Impacto del “agribusiness” en un paisaje del Medio-oeste de EUA, Julio de 2013: acuíferos y lechos de ríos secos, los ríos ya no llegan al mar, degradación de la calidad de agua y los ecosistemas. Foto des: P Walpole

Pedro Walpole, SJ

La pobreza es un tema que habitualmente no se aborda en las escuelas de negocios.  El desafío está hoy en nuestra voluntad de enseñar realmente sobre la pobreza en nuestras escuelas de negocio, enseñar cómo la pobreza se mantiene en una economía neo-liberal, o mostrar como cuando esta economía tiene sus altos y bajos, los pobres no pueden hacer frente o recuperarse de estas oscilaciones.  Por tanto, nos encontramos con el desafío de desarrollar la teoría y la práctica de cambiar los sistemas e inspirar capacidades para una mayor equidad y oportunidadades.

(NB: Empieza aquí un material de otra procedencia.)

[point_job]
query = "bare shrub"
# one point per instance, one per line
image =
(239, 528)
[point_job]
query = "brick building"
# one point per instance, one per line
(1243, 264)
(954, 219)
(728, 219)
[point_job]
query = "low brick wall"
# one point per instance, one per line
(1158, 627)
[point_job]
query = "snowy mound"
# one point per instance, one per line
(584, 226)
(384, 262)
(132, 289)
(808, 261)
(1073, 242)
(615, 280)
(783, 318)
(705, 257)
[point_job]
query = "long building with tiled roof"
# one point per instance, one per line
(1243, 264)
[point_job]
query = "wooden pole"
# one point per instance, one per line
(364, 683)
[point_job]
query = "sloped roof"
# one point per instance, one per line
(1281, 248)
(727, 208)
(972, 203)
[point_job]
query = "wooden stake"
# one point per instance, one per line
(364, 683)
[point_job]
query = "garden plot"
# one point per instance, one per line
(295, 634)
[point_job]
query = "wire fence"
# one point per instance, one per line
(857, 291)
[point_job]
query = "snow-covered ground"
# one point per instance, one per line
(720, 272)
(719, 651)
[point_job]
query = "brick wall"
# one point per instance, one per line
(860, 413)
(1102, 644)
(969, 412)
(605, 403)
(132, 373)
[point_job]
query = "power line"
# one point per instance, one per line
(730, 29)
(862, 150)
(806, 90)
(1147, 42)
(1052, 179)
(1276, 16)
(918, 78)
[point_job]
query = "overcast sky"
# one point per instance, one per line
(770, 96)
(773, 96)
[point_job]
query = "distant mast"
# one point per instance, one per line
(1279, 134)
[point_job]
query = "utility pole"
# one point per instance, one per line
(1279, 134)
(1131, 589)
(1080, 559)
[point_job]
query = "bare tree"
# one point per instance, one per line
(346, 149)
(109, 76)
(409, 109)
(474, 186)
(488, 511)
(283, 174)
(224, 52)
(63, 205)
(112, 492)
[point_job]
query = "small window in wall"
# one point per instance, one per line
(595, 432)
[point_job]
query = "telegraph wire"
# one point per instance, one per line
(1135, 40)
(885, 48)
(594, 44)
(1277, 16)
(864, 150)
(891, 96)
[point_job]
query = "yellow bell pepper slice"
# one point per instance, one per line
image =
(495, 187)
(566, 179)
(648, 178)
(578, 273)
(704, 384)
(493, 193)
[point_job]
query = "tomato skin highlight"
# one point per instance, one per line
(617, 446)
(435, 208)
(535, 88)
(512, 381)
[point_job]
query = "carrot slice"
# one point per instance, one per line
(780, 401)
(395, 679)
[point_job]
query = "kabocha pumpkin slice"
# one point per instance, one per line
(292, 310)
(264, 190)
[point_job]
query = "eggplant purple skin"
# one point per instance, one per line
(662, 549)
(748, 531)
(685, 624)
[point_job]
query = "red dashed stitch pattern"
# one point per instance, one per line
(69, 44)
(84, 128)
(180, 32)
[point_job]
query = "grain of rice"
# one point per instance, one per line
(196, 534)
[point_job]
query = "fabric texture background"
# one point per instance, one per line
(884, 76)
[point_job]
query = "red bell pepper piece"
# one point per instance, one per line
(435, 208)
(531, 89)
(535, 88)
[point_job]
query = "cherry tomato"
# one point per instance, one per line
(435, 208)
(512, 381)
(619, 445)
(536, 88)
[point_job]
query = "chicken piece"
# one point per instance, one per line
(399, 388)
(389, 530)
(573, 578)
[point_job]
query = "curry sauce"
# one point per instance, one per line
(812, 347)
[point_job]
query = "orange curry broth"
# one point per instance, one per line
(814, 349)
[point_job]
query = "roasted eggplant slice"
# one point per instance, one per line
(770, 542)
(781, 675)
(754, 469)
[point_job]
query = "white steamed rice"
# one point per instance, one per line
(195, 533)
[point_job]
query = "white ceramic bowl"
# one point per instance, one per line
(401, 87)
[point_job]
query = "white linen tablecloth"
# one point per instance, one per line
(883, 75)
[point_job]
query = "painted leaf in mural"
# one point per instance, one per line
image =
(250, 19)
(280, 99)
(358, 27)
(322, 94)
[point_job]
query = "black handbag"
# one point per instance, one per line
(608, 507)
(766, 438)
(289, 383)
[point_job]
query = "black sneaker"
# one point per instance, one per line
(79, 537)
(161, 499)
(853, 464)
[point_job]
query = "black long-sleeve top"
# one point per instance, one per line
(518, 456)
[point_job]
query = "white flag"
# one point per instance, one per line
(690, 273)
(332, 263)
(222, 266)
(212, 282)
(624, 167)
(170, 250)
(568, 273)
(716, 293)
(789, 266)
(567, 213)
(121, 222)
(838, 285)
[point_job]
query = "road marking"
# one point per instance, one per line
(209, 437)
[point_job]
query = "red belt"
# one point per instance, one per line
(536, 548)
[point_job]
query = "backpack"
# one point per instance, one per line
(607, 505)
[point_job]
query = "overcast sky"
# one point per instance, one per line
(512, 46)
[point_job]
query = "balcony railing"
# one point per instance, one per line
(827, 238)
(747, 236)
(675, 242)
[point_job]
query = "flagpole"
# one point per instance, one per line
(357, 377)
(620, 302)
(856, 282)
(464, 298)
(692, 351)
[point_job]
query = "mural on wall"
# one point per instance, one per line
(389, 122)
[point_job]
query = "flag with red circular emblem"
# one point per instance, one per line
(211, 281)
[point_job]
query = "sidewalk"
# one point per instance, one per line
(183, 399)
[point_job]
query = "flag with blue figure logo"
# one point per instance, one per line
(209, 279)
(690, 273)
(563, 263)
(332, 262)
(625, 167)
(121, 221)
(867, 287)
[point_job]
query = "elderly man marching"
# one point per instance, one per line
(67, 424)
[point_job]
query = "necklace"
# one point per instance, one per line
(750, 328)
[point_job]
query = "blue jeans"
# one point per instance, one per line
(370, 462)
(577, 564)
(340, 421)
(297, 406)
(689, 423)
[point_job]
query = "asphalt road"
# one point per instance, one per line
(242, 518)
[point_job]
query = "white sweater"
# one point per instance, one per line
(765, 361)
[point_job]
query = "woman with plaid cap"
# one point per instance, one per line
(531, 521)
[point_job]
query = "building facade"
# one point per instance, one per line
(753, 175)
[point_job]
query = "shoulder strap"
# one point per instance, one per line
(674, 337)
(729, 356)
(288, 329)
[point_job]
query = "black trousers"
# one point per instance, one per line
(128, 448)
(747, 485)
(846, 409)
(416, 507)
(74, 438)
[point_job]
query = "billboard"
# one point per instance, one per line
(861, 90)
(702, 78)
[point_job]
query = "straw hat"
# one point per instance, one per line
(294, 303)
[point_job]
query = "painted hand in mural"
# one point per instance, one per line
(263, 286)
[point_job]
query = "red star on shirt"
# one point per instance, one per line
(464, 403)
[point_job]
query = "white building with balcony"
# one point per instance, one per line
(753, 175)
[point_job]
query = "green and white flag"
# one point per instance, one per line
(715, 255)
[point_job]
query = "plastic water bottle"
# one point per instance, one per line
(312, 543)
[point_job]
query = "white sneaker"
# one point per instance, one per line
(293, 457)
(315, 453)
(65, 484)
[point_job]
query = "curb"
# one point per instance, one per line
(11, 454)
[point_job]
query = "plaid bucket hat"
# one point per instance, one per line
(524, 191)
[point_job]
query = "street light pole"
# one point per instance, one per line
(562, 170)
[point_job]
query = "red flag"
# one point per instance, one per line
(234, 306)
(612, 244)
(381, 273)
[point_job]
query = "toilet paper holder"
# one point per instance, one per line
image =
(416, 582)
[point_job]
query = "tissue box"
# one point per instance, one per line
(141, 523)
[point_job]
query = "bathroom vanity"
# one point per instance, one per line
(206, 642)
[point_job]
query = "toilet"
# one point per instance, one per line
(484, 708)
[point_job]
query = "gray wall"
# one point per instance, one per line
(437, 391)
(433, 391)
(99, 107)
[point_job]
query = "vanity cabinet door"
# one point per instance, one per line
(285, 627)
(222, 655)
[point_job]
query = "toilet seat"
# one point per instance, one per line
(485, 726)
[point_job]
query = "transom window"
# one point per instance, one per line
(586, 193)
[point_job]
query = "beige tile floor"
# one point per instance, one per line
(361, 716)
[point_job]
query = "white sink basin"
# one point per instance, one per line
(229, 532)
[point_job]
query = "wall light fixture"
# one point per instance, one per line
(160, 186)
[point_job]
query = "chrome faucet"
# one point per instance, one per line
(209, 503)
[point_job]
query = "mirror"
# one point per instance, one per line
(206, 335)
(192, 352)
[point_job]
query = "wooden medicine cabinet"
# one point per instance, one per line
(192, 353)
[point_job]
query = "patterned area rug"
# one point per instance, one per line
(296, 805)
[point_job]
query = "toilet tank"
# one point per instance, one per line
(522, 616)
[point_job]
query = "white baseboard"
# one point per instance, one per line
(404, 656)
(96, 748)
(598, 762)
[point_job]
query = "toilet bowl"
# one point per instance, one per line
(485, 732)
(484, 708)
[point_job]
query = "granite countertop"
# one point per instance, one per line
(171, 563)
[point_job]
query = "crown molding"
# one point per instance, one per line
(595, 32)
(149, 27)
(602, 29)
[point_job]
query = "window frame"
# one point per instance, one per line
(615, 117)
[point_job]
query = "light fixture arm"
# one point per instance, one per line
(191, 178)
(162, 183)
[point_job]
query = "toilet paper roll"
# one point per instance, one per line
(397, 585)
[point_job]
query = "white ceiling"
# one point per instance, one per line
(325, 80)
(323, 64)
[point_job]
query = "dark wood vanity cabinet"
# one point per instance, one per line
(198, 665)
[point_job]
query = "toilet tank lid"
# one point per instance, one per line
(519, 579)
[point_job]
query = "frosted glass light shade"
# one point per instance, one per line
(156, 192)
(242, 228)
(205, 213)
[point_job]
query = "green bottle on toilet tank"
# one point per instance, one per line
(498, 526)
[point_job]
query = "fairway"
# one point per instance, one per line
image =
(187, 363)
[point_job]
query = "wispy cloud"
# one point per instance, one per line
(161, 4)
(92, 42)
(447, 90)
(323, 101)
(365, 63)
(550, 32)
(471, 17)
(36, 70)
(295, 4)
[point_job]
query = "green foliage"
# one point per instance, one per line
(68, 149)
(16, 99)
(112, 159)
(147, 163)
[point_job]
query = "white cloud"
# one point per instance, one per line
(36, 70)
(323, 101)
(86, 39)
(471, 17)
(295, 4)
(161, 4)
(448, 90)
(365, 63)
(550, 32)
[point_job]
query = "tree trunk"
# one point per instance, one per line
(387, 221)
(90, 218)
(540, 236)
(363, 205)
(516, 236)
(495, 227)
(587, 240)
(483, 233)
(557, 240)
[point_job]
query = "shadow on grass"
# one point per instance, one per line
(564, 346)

Entre el 14 y el 16 de julio de 2013, el cuerpo docente, los decanos y rectores de universidades de escuelas de negocios jesuitas de todo el mundo se reunieron en la Escuela de Negocios John Cook, Universidad de Saint Louis en Missouri, Estados Unidos de América, para celebrar “El Foro Mundial: Sostenibilidad y Prácticas de Negocios.”  El evento sirvió para la celebración de los encuentros anuales de la Asociación Internacional de Escuelas de Negocios Jesuitas y de Colleagues in Jesuit Business Education.

Estos nos son compañeros jesuitas con los que usualmente me encuentro cuando soy invitado para hablar Sanar un Mundo Herido” como director de investigación del Centro de Ciencias Ambientales para el Cambio Social, una organización de investigación jesuita con sede en Filipinas.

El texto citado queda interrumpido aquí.